Это – самое настоящее счастье, но мы этого не понимаем и поймём ещё не скоро, только через несколько лет, когда будем вспоминать этот осенний день: каждый по-своему, но с одинаковым ощущением невозвратимости мгновения. Кисть винограда, чашка кофе с коньяком, дым сигарет и горящей листвы, неторопливые трамваи, дребезжащие по зелёным тоннелям узких краснодарских улиц…
2. Марианна
Именно так её все звали. Так и в паспорте было написано. Казалось бы: сократи до Марины – будет проще и естественнее. Но нет – только Марианна! Никакое другое имя Панфиловой не подходило категорически. Правда, сама она своего полного имени несколько стеснялась лет до двадцати.
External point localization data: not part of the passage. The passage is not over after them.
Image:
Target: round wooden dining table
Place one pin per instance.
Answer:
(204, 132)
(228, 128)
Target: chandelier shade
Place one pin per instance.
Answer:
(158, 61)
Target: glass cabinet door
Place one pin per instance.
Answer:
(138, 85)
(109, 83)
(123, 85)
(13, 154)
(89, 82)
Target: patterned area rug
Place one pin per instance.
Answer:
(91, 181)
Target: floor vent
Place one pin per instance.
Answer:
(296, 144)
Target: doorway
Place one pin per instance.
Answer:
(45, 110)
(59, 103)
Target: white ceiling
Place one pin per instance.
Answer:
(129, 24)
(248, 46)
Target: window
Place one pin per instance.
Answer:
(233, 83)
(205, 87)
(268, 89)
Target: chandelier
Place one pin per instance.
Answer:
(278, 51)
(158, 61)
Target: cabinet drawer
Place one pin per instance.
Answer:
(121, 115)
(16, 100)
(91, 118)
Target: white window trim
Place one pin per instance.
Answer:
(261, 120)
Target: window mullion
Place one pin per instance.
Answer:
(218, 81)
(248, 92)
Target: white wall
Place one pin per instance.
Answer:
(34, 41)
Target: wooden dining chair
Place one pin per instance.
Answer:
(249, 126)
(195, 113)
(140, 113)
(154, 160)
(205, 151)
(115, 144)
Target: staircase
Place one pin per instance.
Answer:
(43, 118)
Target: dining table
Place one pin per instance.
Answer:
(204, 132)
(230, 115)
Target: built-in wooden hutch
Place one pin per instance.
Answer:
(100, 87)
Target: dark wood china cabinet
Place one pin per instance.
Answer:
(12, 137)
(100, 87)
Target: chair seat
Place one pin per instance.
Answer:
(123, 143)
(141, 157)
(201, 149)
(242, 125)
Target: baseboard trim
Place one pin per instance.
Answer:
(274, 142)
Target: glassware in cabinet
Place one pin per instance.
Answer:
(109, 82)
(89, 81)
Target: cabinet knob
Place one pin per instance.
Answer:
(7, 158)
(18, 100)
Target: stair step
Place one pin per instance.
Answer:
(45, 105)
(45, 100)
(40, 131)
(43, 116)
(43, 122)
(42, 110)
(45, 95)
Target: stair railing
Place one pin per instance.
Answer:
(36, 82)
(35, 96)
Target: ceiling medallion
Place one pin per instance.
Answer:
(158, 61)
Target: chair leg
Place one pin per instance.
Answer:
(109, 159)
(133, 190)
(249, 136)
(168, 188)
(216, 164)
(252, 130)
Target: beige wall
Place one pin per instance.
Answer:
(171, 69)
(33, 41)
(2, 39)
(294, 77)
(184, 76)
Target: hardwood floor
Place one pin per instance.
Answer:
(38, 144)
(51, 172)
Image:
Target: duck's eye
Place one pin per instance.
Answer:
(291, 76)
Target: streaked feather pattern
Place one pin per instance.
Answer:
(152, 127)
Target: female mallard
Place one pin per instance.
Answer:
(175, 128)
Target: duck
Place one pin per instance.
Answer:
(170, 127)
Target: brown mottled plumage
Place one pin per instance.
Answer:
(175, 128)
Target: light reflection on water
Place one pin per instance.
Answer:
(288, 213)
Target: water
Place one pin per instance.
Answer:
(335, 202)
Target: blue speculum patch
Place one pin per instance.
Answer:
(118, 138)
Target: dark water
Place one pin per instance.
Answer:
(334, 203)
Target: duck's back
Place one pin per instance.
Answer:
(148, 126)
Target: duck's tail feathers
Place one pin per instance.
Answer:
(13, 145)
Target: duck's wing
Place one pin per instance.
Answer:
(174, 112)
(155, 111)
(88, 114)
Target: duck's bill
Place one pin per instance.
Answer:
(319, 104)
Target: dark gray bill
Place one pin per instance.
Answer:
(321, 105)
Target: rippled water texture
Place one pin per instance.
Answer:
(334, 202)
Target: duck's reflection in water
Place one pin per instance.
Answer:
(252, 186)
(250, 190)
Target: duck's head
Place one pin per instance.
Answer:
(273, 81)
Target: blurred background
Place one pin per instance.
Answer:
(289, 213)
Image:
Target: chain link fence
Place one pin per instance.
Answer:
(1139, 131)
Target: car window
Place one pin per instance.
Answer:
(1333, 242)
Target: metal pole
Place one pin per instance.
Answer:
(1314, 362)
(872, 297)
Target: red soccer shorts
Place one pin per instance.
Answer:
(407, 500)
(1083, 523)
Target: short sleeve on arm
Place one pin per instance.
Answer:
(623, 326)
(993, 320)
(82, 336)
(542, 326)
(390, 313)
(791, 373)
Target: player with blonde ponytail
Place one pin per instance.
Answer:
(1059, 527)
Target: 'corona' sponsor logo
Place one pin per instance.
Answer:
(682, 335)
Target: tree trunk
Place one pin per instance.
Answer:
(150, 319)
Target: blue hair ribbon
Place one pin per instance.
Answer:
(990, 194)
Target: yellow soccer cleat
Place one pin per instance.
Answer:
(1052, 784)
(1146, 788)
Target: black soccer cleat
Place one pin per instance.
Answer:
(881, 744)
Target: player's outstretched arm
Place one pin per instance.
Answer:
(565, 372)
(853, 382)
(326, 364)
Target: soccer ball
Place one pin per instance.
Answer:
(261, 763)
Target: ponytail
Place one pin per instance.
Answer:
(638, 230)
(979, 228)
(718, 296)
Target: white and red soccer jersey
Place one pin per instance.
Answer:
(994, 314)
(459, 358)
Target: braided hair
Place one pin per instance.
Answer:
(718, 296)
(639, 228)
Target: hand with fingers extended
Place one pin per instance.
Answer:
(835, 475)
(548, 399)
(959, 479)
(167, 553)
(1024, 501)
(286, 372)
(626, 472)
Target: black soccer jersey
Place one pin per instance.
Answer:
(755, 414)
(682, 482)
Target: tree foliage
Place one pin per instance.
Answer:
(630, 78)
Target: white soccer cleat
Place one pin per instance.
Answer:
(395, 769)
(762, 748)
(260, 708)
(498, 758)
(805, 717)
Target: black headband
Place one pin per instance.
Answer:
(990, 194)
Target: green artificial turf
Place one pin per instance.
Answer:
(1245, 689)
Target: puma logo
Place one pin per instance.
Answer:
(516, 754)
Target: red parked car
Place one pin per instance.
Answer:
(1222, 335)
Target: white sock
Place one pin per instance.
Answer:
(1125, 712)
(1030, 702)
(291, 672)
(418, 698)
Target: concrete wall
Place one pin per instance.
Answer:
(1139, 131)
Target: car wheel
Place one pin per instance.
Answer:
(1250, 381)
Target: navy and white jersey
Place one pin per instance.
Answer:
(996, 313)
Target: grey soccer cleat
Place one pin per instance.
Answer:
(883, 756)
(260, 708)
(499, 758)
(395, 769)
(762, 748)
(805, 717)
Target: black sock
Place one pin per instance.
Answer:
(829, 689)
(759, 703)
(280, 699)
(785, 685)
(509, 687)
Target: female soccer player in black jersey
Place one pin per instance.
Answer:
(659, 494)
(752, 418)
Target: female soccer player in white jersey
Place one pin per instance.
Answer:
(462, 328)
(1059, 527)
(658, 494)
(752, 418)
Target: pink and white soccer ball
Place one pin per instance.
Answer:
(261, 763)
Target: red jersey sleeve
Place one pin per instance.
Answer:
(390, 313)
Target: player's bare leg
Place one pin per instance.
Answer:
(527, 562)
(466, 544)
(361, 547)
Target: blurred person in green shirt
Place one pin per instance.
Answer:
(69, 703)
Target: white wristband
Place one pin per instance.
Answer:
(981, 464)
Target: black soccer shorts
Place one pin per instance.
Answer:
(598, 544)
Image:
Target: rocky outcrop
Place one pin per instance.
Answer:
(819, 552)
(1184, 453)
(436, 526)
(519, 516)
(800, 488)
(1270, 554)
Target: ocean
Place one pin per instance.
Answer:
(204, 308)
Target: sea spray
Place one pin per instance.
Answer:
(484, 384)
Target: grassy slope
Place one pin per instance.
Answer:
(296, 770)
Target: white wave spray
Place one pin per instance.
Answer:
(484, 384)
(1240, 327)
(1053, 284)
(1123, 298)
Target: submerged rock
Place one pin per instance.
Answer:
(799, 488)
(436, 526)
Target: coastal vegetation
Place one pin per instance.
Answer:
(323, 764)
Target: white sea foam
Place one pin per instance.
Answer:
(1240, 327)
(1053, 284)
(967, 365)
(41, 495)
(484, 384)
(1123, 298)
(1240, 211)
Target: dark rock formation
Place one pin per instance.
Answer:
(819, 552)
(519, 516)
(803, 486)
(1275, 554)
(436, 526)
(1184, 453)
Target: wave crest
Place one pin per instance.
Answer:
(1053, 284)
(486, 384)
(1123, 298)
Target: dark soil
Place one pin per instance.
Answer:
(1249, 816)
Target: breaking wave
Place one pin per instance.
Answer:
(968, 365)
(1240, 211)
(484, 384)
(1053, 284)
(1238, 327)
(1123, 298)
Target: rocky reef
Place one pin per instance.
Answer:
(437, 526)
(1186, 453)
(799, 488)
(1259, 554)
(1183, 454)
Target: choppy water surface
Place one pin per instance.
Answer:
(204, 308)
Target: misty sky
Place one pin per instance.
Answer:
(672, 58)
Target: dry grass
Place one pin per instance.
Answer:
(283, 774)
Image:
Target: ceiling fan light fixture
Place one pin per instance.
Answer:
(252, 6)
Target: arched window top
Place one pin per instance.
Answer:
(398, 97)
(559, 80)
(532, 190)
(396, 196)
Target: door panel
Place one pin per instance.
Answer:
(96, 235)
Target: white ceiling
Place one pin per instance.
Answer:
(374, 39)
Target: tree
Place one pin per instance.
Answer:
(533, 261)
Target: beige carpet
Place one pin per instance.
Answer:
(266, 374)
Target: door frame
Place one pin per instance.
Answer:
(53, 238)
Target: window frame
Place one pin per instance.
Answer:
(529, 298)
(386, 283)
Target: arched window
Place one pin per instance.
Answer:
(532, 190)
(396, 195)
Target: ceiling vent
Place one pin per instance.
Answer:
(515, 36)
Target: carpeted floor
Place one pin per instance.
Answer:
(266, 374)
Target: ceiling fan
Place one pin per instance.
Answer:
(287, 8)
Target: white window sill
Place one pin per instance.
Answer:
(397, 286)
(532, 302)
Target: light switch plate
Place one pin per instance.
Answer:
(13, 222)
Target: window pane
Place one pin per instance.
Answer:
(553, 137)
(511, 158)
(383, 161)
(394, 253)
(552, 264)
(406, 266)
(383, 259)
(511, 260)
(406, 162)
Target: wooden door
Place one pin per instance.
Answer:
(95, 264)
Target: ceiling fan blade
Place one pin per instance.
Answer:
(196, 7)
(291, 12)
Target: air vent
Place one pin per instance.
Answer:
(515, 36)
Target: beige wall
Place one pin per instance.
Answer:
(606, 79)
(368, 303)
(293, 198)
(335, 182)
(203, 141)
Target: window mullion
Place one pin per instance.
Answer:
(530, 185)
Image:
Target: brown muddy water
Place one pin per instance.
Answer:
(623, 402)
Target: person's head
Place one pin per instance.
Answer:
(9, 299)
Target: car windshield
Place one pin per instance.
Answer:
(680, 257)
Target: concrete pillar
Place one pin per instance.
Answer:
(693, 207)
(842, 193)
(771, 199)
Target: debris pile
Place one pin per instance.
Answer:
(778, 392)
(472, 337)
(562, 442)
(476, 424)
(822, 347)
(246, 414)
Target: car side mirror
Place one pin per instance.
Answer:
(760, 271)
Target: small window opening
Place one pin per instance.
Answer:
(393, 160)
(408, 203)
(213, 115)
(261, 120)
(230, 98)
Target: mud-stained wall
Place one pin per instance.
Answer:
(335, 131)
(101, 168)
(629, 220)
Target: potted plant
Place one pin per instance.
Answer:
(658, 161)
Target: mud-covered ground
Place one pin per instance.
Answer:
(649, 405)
Да, ещё её звали по фамилии – едва ли не чаще, чем по имени. Нас познакомил Вадим Яковлев в сентябре 1988 года. Мы встретились с Вадиком в перерыве между лекциями в Краснодарском государственном институте культуры, перекурили у здания библиотечного факультета, здороваясь с многочисленными знакомыми и болтая ни о чём. Вадик неожиданно усмехнулся.
– Вспомнил что-то интересное?
– Да! У нас на режиссуре одна первокурсница тоже стихи пишет, надо вас познакомить.
– Познакомь, если надо… А смеёшься чего?
– Она такая… странная немного. Хотя почему – «немного»?.. Короче, увидишь – поймёшь!
– Пугаешь ты меня…
– Нет, страшного ничего. Говорю же – странная просто.
– Ну-ну…
В то время я уже имел опыт общения со «странными» девушками, пишущими стихи – поэтессы, так они все себя называли; поэтому к словам Вадика отнёсся скептически и с опаской. Но всё оказалось не так страшно. Встретились мы с Марианной в общаге «кулька» – там же, на улице 40-летия Победы, в комнате моих однокурсниц (так за нас обоих договорился Вадик). Я вошёл в комнату, поздоровался с Элей и Ларисой и увидел незнакомую девушку лет семнадцати, сидящую на одной из двух кроватей.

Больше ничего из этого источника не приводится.